Буль даже глазом не моргнул.
– Я на самом деле не помню. А что касается Люции, – он быстро сменил тему, – жалко мне ее, поэтому я нанял ей адвоката.
– Мартиняк наверняка ее вытащит. Хороший вы человек, – сказала с издевкой Саша.
Буль остался серьезен.
– Я нанял ей хорошего адвоката. Сами увидите, – заявил он. – Она мне нравилась, и я не желаю ей зла.

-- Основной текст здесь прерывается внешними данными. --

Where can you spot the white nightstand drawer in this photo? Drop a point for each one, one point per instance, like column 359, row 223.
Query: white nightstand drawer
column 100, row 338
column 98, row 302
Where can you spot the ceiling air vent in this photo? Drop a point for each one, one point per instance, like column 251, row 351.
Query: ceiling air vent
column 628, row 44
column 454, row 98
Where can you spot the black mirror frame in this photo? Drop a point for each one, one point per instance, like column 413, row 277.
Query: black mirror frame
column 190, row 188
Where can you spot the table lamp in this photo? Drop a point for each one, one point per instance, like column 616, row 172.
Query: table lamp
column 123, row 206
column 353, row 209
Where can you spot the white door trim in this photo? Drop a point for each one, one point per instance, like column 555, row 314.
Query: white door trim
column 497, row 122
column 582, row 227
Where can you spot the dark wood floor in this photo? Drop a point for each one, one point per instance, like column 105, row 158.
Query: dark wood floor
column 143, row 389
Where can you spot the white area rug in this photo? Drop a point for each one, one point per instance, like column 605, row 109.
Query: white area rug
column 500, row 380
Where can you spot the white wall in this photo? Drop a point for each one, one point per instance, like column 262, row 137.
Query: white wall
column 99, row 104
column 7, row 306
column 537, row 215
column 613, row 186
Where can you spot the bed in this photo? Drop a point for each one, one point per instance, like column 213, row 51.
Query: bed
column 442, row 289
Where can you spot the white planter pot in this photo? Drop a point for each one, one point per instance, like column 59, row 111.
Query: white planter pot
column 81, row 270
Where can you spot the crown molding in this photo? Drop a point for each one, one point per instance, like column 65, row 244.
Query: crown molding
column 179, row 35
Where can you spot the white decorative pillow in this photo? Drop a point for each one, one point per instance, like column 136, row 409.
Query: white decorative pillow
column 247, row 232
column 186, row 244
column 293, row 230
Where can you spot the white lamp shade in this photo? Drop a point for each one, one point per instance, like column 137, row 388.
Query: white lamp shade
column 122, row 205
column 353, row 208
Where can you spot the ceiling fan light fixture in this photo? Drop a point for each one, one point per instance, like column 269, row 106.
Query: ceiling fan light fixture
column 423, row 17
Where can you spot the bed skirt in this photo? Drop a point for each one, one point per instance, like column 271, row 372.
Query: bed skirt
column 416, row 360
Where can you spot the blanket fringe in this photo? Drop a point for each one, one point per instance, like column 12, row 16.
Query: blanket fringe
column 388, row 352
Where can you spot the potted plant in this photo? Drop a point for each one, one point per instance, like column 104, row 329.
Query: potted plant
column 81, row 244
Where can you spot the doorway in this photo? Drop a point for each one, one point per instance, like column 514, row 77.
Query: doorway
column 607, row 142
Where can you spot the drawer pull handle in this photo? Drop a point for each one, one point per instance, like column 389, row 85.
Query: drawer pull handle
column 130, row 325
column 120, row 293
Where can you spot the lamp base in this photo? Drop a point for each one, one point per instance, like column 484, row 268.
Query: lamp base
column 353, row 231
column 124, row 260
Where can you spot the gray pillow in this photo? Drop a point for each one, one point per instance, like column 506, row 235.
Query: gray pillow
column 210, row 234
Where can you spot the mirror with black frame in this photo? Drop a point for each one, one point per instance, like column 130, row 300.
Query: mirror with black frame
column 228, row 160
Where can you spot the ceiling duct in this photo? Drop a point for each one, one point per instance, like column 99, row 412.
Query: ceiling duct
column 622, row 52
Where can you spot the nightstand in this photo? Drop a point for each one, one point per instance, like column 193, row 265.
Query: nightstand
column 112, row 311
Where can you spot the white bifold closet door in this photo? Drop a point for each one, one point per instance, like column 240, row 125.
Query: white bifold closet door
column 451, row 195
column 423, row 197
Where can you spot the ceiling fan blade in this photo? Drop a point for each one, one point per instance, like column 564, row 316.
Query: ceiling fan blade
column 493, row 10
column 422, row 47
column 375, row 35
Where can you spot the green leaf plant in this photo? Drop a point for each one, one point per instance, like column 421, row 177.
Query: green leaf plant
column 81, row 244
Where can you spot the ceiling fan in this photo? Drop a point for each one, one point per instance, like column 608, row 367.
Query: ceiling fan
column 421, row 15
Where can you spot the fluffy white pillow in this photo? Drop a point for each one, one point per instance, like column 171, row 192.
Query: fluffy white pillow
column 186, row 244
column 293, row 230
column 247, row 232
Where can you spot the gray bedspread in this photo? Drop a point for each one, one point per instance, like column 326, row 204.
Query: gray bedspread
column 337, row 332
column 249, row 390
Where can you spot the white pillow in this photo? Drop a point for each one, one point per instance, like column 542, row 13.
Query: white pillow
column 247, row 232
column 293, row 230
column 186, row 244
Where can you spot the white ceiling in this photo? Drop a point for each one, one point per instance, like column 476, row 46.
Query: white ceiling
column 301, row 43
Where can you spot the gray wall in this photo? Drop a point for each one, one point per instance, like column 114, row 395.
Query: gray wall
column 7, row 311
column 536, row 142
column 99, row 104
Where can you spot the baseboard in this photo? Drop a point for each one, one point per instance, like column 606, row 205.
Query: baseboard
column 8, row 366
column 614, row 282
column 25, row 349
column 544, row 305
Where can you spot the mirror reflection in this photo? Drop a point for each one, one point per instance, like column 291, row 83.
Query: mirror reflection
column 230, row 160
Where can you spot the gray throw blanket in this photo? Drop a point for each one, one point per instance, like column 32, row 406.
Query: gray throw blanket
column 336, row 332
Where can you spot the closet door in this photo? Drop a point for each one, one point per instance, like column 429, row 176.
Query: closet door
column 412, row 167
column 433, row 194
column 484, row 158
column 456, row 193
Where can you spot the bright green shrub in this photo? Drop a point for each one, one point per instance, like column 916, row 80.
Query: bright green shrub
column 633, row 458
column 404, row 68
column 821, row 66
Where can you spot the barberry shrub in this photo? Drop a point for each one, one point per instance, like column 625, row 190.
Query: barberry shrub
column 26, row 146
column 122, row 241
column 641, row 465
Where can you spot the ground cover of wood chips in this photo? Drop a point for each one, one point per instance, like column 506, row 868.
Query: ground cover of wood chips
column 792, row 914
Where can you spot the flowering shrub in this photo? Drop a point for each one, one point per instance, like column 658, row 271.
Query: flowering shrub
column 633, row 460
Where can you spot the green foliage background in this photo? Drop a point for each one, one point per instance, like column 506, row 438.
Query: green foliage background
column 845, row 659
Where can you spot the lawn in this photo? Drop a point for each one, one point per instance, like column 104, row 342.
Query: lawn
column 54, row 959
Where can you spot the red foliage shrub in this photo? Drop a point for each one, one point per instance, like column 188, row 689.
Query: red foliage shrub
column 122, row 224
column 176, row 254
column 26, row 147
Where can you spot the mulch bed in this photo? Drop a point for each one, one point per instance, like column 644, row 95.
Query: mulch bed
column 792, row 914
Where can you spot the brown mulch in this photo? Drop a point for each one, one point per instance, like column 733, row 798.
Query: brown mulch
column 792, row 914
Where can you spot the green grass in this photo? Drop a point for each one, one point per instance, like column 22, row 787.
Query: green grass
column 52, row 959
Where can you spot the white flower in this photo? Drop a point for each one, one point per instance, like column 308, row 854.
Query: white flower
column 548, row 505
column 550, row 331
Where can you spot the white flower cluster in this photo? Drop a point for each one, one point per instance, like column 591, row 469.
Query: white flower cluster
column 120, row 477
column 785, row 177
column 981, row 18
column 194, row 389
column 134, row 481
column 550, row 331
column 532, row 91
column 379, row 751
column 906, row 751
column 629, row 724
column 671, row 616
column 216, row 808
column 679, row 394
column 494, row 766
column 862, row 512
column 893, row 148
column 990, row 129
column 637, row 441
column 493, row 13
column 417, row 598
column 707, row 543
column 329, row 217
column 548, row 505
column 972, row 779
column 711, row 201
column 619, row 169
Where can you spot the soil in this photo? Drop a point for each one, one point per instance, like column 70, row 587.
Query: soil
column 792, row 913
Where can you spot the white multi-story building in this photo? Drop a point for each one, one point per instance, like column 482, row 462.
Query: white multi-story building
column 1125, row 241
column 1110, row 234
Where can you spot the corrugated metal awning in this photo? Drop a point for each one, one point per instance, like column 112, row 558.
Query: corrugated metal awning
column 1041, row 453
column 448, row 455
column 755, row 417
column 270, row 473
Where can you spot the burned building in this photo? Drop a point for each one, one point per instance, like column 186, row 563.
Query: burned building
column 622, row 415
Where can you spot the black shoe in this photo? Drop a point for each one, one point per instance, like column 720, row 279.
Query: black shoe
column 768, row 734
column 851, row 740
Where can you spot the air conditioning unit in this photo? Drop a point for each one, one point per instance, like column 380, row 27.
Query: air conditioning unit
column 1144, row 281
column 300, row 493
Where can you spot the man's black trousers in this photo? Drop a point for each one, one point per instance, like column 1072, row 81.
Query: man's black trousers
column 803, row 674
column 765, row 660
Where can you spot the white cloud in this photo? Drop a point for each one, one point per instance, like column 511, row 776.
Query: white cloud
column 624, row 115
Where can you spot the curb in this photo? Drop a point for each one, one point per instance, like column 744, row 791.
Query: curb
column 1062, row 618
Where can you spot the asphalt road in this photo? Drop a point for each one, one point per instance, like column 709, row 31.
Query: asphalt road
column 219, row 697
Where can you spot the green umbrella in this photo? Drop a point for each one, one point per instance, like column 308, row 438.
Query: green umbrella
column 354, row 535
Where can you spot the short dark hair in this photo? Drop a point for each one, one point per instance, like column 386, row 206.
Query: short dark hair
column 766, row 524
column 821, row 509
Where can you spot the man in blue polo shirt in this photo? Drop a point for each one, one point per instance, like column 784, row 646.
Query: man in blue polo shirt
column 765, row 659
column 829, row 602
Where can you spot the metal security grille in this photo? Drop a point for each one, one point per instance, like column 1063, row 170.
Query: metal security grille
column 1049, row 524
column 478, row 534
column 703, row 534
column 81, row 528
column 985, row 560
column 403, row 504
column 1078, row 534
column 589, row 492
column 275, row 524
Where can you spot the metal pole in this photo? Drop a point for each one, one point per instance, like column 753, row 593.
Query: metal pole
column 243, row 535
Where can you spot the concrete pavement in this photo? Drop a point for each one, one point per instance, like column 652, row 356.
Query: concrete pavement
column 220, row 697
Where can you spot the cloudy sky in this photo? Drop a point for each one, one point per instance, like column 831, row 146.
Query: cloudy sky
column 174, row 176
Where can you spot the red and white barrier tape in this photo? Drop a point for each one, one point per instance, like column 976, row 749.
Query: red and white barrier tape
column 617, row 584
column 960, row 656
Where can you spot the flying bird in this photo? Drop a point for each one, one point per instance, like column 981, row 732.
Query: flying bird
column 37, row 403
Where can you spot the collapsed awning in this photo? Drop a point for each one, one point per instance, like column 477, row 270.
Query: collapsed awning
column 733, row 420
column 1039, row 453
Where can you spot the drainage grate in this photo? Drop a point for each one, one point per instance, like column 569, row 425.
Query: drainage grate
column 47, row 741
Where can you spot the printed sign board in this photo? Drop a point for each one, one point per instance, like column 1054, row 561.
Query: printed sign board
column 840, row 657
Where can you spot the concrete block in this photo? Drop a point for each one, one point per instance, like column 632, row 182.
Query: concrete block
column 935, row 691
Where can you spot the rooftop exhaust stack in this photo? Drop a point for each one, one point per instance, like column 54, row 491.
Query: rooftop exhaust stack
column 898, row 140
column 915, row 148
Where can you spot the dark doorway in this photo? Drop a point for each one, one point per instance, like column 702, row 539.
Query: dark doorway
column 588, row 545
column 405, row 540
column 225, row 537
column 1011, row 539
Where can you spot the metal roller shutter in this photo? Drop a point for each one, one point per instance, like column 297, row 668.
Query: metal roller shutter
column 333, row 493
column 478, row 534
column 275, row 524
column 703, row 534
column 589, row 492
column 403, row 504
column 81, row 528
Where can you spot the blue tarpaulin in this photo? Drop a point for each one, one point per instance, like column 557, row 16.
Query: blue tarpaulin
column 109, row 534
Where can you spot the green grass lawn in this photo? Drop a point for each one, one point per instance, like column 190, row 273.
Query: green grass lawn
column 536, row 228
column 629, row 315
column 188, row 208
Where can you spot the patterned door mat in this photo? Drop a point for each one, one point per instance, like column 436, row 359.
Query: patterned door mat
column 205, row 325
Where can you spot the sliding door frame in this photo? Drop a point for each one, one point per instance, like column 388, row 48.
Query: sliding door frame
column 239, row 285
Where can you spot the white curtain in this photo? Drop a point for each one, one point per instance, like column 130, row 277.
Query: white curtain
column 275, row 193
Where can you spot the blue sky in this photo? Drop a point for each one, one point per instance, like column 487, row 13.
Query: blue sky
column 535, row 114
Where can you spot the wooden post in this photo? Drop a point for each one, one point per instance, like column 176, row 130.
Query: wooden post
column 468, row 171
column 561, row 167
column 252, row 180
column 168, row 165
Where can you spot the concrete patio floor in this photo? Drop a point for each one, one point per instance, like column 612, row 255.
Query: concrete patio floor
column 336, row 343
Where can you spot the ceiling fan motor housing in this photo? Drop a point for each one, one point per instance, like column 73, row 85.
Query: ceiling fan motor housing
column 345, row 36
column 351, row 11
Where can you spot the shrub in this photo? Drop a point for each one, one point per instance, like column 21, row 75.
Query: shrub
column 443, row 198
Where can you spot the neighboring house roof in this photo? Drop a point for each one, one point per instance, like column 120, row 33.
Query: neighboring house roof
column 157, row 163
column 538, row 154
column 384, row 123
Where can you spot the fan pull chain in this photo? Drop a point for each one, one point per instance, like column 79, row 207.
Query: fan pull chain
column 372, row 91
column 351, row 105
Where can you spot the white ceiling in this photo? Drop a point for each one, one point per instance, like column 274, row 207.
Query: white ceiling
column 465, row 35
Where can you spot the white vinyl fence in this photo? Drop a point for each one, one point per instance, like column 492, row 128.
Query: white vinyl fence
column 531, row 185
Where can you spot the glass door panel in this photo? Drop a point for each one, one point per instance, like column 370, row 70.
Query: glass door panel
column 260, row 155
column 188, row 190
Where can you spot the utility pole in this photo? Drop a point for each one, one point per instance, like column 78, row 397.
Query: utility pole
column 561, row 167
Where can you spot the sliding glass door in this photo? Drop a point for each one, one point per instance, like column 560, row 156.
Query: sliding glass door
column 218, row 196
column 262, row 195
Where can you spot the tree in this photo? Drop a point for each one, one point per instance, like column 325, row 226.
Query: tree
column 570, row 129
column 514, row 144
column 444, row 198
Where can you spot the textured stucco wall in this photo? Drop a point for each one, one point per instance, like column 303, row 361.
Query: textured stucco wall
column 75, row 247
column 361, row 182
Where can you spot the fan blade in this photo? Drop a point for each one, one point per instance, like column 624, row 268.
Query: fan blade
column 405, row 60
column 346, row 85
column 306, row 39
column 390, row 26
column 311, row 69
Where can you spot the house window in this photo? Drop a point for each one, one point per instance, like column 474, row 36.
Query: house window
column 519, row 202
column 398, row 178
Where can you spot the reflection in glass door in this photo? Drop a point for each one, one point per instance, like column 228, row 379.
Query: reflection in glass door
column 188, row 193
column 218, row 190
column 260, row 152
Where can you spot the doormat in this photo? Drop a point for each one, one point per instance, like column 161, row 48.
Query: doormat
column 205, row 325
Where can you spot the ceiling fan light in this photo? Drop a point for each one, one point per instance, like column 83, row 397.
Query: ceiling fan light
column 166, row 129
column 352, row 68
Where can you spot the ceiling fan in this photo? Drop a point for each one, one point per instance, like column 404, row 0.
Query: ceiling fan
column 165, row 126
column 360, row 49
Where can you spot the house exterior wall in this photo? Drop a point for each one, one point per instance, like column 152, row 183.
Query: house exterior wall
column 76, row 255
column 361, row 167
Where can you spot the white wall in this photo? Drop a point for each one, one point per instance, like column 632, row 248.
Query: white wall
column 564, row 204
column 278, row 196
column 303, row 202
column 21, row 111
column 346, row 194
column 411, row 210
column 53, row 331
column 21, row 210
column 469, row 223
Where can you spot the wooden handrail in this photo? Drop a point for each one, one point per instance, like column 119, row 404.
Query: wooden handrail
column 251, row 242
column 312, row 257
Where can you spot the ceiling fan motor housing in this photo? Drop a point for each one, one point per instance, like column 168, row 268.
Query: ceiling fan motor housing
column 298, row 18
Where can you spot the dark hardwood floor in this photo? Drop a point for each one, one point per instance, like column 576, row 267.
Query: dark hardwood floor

– В каком детском доме жил Игла?
Буль дал ей точный адрес.
– Поговорите с доминиканцем Анджеем Зелиньским.
Саша собрала вещи и направилась к выходу. Она остановилась в дверях и взяла один из рекламных проспектов, лежащих на столе, после чего сказала на прощание:
– В «Игольнице» на стекле есть пулевые отверстия. Калибр восемь миллиметров. Из какого оружия хотел застрелиться Игла? Раз уж вы его спасали, то наверняка должны были запомнить модель.
– Спросите у нашего друга, всадника апокалипсиса. – Буль улыбнулся.
– Что, простите? Буль вынул из ящика стола нечеткое фото с мониторинга.
На нее смотрел Дарт Вейдер. Саша сразу же вспомнила пошевелившуюся занавеску и человека в маске.
– Это он тогда спас Иглу, забрал у него ствол. Я пришел позже. Они говорили полночи. Когда я вошел, сосед сразу улетучился, а Игла резко выстрелил в меня. Может, от страха? Может, этот придурок что-то ему напел? Понятия не имею. Если мой нос ищейки не обманывает, то это он перед Пасхой повредил электропроводку. Собственно, уже не в первый раз.
– Вы это знали?
– Никому в голову не пришла бы настолько идиотская идея с маской. – Буль пожал плечами. – Доказательств, конечно, у меня нет. Только вот на этот раз Вальдемар Габрысь превзошел самого себя.